Una mattina mentre facevo la spesa ho pensato che il consumatore sa veramente poco di quello che mette nel carrello. Ho quindi deciso di raccontare la storia di alcuni prodotti, di spiegare alcuni trucchi che il marketing sfrutta per venderci vari alimenti, di illustrare in quanti modi siamo influenzati quando spingiamo un carrello e come possiamo difenderci. Sapete che il Kamut è in realtà un marchio registrato e non è “l’antico grano dei faraoni”? Che ci sono prodotti che l’etichetta descrive come a “chimica zero” ma che contengono nitriti (dei conservanti), però “naturali”? Che lo stesso vino fatto degustare in cieco ad assaggiatori viene apprezzato molto di più se si dice che costa 45 dollari la bottiglia e molto di meno se si dice, come è realmente, che costa solo 5 dollari? Che la mozzarella di bufala che acquistiamo potrebbe non essere tutta fatta con il latte di bufala? E che la biodinamica è una agricoltura biologica con in più l’uso obbligatorio di inutili pratiche esoteriche e preparati come i fiori di achillea lasciati fermentare per i mesi invernali nella vescica di un cervo che grazie alle sue corna richiama le forze astrali e le concentra nell’achillea?

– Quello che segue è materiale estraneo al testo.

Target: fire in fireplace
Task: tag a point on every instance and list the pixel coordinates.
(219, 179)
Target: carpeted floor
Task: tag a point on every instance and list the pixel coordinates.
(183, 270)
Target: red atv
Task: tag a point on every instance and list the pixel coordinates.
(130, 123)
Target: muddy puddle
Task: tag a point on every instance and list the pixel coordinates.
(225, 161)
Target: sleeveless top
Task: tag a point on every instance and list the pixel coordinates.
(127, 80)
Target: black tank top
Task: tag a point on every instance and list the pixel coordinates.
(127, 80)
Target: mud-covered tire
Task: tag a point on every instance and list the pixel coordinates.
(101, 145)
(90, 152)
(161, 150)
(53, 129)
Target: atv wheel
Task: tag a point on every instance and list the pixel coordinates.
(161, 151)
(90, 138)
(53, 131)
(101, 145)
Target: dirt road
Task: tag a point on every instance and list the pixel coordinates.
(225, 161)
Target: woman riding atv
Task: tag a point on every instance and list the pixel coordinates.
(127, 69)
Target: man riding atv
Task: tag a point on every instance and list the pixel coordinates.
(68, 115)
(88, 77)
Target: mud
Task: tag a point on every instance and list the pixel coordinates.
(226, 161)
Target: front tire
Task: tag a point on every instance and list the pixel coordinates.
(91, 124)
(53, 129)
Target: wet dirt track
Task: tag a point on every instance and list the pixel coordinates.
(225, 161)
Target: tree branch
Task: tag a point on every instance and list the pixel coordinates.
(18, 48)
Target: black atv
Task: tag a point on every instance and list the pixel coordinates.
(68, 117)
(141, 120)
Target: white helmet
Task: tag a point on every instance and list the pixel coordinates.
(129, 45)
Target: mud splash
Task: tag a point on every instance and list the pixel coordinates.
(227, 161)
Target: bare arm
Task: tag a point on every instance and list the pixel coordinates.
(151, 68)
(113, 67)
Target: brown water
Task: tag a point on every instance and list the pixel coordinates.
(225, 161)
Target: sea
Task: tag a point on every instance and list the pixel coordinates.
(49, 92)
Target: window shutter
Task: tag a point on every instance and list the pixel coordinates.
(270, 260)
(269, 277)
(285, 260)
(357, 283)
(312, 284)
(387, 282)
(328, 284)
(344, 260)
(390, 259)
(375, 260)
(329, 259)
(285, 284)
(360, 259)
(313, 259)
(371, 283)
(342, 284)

Queste e altre storie racconto nel mio ultimo libro: Le bugie nel carrello, edito da Chiarelettere. Parlando di alimenti addizionati con integratori ho scelto, come rappresentante della categoria, le famose “patate al selenio”, quelle che “fanno diventare intelligenti” (come diceva la pubblicità che potete vedere qui). E no, consumare queste patate non vi aiuteranno nel migliorare le prestazioni del vostro sudoku domenicale.

Tornando ai biscotti con zinco e selenio di cui parlavo sopra, ma son buoni? Il commento di mio figlio è stato lapidario: “sanno di cibo per cani”. La lista degli ingredienti non è proprio da gourmet: “oli e grassi vegetali”, “maltitolo”, “fibra di bambù”, “estratto di malto d’orzo”, “zinco gluconato”,”selenito di sodio”. E costano pure un botto. Mangiando regolarmente varie frattaglie (fegato, rognone, ecc.) particolarmente ricche di selenio e tanti broccoli e cipolle in quanto a selenio dovrei essere a posto. E non si capisce perché dovrei sostituire dei grassi saturi gustosi (il burro che mangio saltuariamente) con dei grassi di origine ignota, probabilmente altrettanto saturi, ma gastronomicamente scadenti.

Mi sa che ora esco per andare a comprarmi dei normali frollini con il burro e con lo zucchero (che il maltitolo è pure lassativo).